Directory-traversal vulnerability in OpenSSH scp (Juniper Networks NetScreen Advisory 59739)

  [JSA10337] Show Article Properties


Legacy Advisory Id:
PSN-2004-09-001
Product Affected:
All IDP up to and including 3.0r2
Problem:
A directory-traversal vulnerability in OpenSSH scp allows remote malicious servers to overwrite arbitrary files.

Scp is a file transfer utility using the OpenSSH protocol and is included in the OpenSSH package. It can be used to transmit files to or from a remote ssh server. A malicious ssh server may be able to exploit a security vulnerability in all versions of scp.

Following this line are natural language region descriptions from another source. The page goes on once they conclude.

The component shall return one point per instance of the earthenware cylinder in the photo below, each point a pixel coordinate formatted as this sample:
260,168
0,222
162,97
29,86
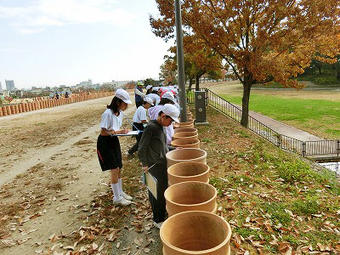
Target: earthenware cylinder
8,108
182,135
186,143
188,171
184,124
195,233
186,154
184,129
190,196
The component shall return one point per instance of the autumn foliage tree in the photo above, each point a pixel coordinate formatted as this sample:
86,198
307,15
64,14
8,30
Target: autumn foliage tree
168,69
260,40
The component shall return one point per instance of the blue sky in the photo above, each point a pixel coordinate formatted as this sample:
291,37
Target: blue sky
54,42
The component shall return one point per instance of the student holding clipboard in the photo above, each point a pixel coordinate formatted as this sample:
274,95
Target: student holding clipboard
152,153
108,147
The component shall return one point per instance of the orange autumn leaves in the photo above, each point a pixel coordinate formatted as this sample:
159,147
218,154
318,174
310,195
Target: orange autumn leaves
260,40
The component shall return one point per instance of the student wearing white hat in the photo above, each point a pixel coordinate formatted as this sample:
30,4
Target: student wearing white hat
148,89
108,146
155,97
139,120
152,153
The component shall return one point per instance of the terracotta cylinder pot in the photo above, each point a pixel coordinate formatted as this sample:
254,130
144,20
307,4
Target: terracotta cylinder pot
184,124
184,135
186,143
8,108
13,109
186,154
184,129
188,171
195,233
4,111
190,196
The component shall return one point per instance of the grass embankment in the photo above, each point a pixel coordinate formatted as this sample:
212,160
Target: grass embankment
274,201
319,117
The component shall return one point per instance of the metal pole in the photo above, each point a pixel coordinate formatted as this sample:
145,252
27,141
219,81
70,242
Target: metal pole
180,62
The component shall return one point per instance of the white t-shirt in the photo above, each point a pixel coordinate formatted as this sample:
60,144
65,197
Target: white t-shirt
169,131
139,115
154,98
110,121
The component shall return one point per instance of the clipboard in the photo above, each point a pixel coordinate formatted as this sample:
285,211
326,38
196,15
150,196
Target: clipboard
135,132
151,183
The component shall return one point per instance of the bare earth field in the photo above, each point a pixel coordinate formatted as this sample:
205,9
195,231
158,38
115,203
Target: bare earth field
52,189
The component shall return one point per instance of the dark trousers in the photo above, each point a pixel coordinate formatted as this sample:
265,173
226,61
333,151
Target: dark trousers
140,126
138,103
159,171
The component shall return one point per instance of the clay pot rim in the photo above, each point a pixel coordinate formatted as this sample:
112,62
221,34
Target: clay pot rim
197,141
189,176
189,160
225,241
173,186
193,131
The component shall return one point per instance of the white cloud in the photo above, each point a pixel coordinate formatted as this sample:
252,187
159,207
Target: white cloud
46,13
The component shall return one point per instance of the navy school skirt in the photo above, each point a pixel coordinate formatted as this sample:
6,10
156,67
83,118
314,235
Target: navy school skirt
109,152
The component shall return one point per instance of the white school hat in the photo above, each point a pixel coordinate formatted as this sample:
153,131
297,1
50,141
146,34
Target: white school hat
169,95
123,95
148,100
171,111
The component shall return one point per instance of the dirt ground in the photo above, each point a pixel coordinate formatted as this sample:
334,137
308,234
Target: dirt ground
51,186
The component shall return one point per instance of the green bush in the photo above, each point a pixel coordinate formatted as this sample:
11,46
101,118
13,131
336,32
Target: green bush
306,207
277,212
295,170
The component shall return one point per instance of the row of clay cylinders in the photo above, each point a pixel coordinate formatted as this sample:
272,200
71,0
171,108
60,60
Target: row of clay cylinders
46,103
192,226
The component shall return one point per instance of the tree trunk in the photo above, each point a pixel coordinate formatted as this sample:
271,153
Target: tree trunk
190,83
319,67
197,82
245,103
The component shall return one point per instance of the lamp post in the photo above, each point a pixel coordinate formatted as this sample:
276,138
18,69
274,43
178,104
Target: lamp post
180,62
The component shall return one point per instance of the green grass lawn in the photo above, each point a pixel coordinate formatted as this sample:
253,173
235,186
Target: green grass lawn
319,117
275,202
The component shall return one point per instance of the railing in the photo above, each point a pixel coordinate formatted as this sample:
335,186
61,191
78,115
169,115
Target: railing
307,148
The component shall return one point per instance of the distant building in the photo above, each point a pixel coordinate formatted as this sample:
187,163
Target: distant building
10,85
87,83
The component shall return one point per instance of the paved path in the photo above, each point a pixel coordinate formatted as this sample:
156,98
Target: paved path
278,126
284,129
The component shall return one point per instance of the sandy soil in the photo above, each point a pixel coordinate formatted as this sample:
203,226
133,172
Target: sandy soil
49,176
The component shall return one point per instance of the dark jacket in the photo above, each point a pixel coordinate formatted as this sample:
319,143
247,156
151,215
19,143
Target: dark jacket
152,146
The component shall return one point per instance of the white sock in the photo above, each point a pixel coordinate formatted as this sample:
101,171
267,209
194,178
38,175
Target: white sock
120,182
115,190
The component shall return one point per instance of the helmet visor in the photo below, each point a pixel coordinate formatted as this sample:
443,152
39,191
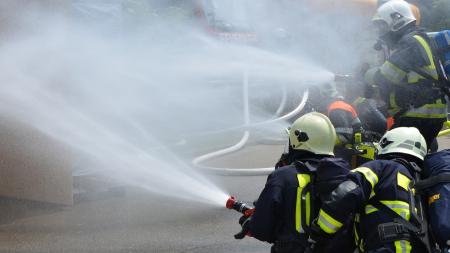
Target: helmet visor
381,27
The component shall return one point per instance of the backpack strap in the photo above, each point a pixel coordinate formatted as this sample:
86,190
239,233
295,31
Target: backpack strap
432,181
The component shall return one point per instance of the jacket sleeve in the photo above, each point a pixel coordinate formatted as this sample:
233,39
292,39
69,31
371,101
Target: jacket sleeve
346,199
264,220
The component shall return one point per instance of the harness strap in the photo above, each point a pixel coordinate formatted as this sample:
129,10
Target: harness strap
432,181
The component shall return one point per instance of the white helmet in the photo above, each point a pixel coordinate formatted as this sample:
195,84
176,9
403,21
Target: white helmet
393,16
404,140
313,132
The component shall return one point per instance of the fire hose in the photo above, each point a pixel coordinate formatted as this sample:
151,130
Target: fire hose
244,139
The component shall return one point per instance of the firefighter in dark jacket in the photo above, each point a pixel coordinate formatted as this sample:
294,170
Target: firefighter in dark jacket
285,207
436,172
379,193
408,81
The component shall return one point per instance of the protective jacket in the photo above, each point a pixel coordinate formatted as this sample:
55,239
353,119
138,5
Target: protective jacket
379,181
289,202
438,195
408,79
345,121
279,209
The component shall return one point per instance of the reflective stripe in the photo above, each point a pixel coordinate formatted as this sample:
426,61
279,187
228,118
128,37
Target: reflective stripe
438,110
341,105
328,223
402,246
403,181
392,72
303,181
369,175
430,69
400,207
344,130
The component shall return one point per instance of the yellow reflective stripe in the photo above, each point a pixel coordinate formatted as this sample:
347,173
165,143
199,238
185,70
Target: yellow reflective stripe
403,181
328,223
430,69
392,72
437,110
370,176
303,180
402,246
400,207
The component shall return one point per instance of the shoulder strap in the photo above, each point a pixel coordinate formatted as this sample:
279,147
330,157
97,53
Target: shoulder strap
432,181
396,217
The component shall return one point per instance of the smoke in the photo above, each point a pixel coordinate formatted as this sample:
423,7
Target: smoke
129,85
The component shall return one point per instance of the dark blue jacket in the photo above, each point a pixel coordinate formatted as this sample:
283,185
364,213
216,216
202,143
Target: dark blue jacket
438,196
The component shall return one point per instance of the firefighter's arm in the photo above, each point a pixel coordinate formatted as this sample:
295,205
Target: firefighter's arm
264,219
410,55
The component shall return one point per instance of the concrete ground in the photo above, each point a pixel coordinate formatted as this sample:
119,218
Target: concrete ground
132,220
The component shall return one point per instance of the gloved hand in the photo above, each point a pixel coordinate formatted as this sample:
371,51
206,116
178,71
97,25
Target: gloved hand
244,221
283,161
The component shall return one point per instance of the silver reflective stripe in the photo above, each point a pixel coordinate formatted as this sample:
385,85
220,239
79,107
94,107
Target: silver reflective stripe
392,72
409,142
344,130
403,246
328,224
447,38
407,146
428,111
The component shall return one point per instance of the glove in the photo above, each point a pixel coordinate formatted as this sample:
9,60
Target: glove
244,221
283,161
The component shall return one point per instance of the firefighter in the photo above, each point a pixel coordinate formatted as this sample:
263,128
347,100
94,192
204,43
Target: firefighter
287,204
327,100
379,194
408,80
436,189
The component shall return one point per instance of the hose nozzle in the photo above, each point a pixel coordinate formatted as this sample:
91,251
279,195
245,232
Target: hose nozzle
239,206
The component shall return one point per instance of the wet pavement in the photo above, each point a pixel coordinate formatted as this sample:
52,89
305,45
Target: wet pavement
133,220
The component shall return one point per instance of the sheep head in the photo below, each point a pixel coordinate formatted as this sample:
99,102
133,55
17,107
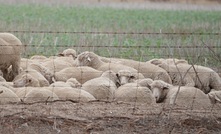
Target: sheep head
159,89
69,52
145,82
87,59
74,83
111,75
125,76
26,80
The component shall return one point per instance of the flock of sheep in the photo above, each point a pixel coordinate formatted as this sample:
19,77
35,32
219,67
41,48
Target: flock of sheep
88,76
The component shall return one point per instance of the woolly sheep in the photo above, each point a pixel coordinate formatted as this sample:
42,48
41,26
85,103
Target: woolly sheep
82,74
92,60
33,94
215,96
135,92
68,93
168,61
1,77
125,76
8,85
10,49
178,76
69,52
38,95
21,79
7,96
103,87
26,80
147,69
56,65
203,77
38,58
43,70
188,97
72,82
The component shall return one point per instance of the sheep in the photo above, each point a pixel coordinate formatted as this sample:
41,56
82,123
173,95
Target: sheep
26,80
215,96
189,97
73,94
136,92
178,76
168,61
43,70
92,60
34,94
203,77
39,95
10,49
69,52
72,82
125,76
103,87
9,85
30,77
147,69
38,58
82,74
59,63
7,96
1,77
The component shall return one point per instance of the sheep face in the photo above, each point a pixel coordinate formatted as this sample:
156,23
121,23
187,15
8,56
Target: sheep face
84,59
111,75
159,90
25,81
69,52
74,83
125,76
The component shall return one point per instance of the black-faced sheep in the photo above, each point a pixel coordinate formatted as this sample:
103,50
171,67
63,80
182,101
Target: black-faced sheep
10,54
103,87
188,97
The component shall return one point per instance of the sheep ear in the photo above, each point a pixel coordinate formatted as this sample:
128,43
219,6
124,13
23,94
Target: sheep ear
155,61
60,54
132,77
165,88
89,59
29,80
181,61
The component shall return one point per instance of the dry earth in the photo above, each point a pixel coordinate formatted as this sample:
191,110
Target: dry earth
131,4
106,118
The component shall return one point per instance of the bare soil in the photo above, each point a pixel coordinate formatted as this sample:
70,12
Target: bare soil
130,4
106,118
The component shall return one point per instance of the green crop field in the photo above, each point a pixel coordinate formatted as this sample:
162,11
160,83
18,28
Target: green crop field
71,27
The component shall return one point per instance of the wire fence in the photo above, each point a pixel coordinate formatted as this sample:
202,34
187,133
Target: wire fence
135,110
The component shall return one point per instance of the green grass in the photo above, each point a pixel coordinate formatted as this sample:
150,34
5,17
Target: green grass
80,19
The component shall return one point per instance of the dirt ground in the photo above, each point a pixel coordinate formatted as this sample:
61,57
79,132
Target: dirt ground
130,4
106,118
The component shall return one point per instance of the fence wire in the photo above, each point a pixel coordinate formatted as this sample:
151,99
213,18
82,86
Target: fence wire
73,112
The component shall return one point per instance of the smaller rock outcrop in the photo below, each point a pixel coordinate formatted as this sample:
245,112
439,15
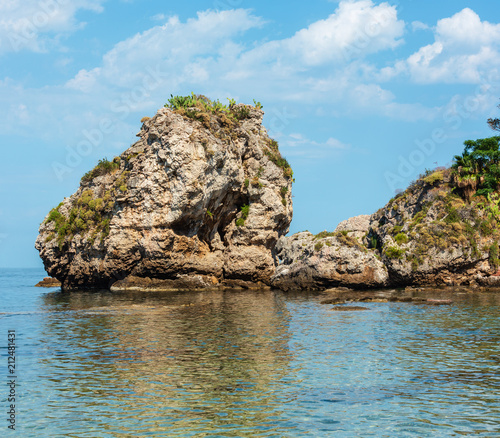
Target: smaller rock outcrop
325,260
431,234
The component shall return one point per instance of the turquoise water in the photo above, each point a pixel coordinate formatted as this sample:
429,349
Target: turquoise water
246,364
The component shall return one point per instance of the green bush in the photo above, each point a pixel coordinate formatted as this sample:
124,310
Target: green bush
318,246
394,253
434,177
103,167
401,238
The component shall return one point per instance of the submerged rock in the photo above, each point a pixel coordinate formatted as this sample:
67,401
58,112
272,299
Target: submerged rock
200,199
48,282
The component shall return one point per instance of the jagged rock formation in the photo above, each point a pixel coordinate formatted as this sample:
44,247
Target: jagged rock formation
430,235
427,235
199,201
327,260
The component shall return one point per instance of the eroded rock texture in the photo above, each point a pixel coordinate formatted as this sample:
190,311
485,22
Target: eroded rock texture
198,202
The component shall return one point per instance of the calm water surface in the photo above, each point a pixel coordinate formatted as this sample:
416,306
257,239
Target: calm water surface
247,364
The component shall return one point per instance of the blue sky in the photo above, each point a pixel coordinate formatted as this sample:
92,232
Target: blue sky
362,96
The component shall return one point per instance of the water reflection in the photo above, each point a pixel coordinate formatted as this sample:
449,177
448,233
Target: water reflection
256,364
194,362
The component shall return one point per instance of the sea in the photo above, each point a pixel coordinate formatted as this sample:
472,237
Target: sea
243,364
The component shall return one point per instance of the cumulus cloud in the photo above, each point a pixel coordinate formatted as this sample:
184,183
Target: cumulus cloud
171,48
298,145
34,24
463,50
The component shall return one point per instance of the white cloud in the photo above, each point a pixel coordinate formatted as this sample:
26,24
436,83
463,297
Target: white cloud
418,25
168,48
354,30
159,17
35,24
297,145
464,49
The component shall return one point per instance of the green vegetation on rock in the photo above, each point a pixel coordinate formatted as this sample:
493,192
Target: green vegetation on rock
103,167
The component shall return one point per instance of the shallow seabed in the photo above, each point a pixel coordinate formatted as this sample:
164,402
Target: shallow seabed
247,364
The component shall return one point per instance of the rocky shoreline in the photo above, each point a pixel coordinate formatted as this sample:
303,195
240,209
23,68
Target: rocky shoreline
203,201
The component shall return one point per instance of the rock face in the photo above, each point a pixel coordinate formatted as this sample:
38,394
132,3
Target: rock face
198,201
327,260
427,235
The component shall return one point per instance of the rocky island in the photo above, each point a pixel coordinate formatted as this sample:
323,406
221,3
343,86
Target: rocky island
203,200
199,201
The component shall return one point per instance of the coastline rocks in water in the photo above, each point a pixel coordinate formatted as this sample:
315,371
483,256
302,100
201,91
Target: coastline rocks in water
201,198
48,282
327,260
428,235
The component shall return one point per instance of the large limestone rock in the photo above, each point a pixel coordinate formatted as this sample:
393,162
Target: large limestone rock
201,198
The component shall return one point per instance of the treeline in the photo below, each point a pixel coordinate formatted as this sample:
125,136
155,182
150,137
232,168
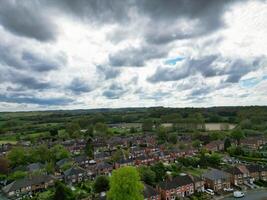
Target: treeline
252,118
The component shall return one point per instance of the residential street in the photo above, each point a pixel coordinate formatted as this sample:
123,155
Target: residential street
252,195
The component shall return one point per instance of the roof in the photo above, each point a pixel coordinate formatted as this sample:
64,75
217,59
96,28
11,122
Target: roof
74,171
103,165
175,182
215,174
18,184
63,161
35,166
80,158
234,170
149,191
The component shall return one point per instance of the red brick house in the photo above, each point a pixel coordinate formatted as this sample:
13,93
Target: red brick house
150,193
217,145
180,186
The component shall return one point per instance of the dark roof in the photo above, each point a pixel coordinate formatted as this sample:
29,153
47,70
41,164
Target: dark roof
35,166
234,171
176,182
256,168
149,191
124,161
103,165
79,159
18,184
215,174
74,171
63,161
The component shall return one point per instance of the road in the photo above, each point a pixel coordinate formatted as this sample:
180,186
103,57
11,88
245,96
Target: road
252,195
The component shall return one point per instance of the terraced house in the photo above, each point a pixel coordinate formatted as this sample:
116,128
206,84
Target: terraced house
28,186
180,186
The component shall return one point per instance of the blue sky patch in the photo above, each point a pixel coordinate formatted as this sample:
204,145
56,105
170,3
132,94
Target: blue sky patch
251,82
173,61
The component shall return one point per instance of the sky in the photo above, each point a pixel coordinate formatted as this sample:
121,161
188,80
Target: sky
86,54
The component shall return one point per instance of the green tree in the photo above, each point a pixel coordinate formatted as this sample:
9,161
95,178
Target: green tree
237,134
62,192
59,152
101,128
173,138
72,129
214,160
17,175
159,170
227,144
147,175
196,144
89,148
50,168
4,165
53,132
125,183
17,156
162,134
147,125
101,184
90,131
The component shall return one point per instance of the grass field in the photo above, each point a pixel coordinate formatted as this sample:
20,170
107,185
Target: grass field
195,171
7,142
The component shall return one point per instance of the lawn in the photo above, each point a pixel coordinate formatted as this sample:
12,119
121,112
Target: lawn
195,171
8,142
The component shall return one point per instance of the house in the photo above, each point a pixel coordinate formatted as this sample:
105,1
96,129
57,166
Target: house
180,186
239,175
103,168
254,171
28,185
216,180
150,193
61,163
217,145
102,156
257,172
34,167
198,183
82,161
263,173
124,162
76,175
253,143
144,160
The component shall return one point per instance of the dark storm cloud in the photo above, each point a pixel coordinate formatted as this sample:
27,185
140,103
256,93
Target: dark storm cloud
96,12
31,61
107,72
34,100
33,18
136,57
115,91
238,68
27,18
78,86
207,67
189,68
23,80
206,13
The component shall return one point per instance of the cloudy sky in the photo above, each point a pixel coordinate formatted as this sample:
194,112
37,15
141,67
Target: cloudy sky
69,54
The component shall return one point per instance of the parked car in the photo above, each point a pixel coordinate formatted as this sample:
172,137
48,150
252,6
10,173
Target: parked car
209,191
228,189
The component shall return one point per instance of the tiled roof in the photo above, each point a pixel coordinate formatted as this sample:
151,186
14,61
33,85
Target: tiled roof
74,171
215,174
18,184
176,182
149,191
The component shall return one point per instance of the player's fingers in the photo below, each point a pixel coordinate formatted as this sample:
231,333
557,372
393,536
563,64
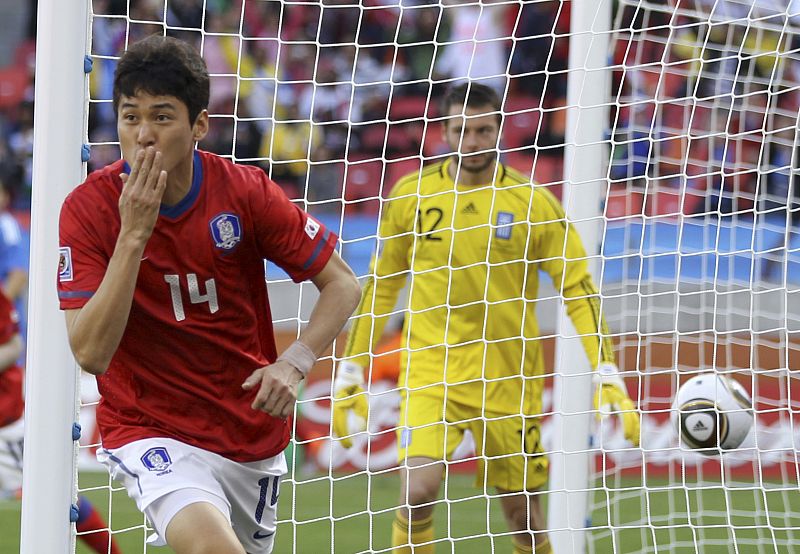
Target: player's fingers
147,164
161,184
137,164
254,377
285,410
153,173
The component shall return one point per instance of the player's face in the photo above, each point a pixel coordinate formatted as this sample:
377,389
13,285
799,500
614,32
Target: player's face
161,122
473,137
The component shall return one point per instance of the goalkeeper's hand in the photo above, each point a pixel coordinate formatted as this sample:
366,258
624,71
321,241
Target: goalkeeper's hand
349,397
612,398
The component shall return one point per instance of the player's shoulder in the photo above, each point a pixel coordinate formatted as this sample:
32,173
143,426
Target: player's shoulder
100,184
421,181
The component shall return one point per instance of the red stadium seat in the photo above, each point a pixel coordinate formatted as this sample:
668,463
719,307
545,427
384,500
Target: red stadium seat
13,84
521,121
363,183
410,107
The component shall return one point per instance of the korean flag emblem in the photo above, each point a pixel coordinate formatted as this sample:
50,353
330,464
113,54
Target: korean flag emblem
64,264
226,231
312,227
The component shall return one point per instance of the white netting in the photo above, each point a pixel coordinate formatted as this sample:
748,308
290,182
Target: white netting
338,99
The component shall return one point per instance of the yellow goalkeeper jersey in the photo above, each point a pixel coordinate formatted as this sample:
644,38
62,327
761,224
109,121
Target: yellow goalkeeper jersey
471,256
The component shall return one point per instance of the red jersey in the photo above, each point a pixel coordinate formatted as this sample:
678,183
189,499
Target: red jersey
200,322
11,403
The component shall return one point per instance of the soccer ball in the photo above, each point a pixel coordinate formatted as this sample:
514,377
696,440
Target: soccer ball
712,413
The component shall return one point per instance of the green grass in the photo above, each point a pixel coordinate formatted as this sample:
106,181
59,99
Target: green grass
354,513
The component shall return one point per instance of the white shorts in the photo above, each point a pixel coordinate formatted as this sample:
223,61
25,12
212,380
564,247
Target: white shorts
246,493
11,437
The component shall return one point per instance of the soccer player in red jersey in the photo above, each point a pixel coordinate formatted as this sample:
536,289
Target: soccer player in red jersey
161,276
90,525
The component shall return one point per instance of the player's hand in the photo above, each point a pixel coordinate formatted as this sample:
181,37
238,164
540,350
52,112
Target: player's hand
612,398
278,392
142,191
349,398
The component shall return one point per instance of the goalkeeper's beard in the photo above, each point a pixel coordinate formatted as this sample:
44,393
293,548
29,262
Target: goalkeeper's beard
490,160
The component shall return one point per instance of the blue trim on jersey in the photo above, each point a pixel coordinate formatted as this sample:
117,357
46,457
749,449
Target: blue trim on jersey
315,254
76,294
194,191
123,468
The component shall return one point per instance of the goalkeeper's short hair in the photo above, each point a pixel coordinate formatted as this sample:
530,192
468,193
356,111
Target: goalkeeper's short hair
163,66
473,95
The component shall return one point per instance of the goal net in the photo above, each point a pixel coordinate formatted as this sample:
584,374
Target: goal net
696,253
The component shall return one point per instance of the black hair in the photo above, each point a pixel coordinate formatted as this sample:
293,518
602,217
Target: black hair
473,95
163,66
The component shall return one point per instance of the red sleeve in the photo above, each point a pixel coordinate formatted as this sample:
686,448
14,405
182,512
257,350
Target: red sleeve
82,261
288,236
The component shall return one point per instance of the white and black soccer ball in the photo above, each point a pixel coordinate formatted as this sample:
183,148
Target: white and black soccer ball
712,413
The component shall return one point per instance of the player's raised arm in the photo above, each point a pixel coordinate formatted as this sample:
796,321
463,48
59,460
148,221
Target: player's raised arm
96,329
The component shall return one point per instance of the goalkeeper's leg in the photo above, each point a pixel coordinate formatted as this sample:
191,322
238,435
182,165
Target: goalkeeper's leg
524,513
412,530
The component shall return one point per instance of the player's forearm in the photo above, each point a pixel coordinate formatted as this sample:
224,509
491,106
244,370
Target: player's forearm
96,330
10,352
583,308
337,300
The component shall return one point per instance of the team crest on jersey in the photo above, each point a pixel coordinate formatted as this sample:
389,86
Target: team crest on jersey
64,264
157,459
226,231
504,222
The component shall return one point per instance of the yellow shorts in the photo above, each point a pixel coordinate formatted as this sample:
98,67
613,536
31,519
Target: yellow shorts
508,447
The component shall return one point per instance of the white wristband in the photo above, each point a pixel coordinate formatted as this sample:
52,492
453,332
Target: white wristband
299,356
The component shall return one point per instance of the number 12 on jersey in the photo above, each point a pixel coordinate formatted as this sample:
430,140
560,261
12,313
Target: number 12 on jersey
195,297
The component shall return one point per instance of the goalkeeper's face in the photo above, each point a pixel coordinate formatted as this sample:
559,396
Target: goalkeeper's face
161,122
473,135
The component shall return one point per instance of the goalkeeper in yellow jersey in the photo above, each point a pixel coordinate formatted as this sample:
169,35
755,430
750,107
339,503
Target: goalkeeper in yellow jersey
470,235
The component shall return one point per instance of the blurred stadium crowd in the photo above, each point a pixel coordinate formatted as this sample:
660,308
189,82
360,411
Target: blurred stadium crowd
337,99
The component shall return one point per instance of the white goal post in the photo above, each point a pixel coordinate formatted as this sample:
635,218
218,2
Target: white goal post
49,477
669,130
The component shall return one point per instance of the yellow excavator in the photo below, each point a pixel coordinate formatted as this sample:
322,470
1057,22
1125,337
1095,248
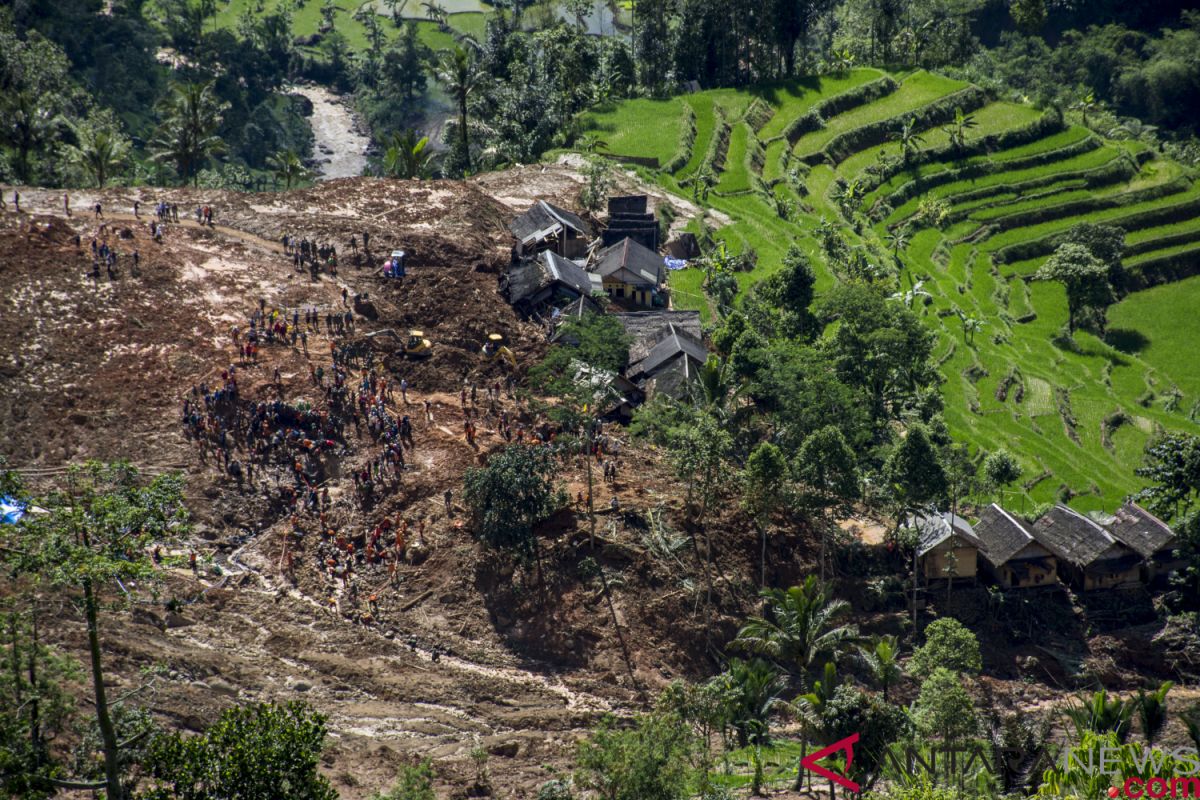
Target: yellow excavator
414,347
495,348
417,346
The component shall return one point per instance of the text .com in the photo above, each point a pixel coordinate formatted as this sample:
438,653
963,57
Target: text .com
1157,787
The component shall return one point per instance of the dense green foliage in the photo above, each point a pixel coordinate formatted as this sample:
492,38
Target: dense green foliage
251,752
948,645
510,495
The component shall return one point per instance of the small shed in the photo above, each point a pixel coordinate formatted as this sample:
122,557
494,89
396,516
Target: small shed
549,227
1149,536
1011,554
1089,555
631,271
671,365
549,280
946,547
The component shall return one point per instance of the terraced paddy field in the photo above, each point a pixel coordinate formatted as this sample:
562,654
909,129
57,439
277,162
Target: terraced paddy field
1078,414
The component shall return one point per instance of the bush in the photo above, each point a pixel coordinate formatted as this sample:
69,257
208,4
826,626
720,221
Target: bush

When a user on the IDP initiates an scp copy to retrieve files from an untrusted server to the IDP, the malicious server can cause the scp client on the IDP to overwrite sensitive files. To be at risk a number of conditions have to be met:
  1. The user must have write access to the file to be overwritten by the malicious server.
  2. The user must run scp from the IDP and copy a file from the server.
  3. Connection to a malicious ssh server has to be made from the IDP. We are currently not aware of any active exploit code for this vulnerability.
  4. Verification of the ssh server key fingerprint will reveal an attempt to spoof a legitimate ssh server.
Solution:
OpenSSH version 3.1p1-14 and higher has been modified to eliminate the directory traversal vulnerability.
Implementation:
  • Option 1: Upgrade the IDP with the latest OpenSSH rpm packages (available from the Customer Support Center):
    Version MD5 Hash
    openssh-3.1p1-14.idp2.i386.rpm d2165c9ade41573a17ccf4c718981a3e
    openssh-client-3.1p1-14.idp2.i386.rpm 36c02ddb5267ac17aff907e906bbeffe
    openssh-server-3.1p1-14.idp2.i386.rpm f20f558aa7c9aa20fea6cdeccbc11c5f
    Follow these steps to install the packages:
    1. Copy the RPM packages to the /tmp directory on the IDP appliance.
    2. Login to the IDP as the root user using the serial interface, or directly on the appliance (keyboard/monitor).
    3. Upgrade the RPM packages by typing the following as the root user:
      $ rpm -Uvh --force /tmp/openssh*3.1p1-14.idp2.i386.rpm
  • Option 2: Do not use scp command on the IDP. Use scp client on remote host to push files to the IDP.
  • Option 3: Do not use scp command to connect to an untrusted OpenSSH server.
  • Option 4: Use sftp as an alternative to scp for file downloads.
Modification History:
Modification History:

2017-03-05: Category restructure.

Related Links:
Risk Level:
Low
Risk Assessment:
Malicious ssh server may overwrite arbitrary files on the IDP filesystem.To be at risk a number of conditions have to be met:
  1. The user must have write access to the file to be overwritten by the malicious server.
  2. The user must run scp from the IDP and copy a file from the server.
  3. Connection to a malicious ssh server has to be made from the IDP. We are currently not aware of any active exploit code for this vulnerability.
  4. Verification of the ssh server key fingerprint will reveal an attempt to spoof a legitimate ssh server.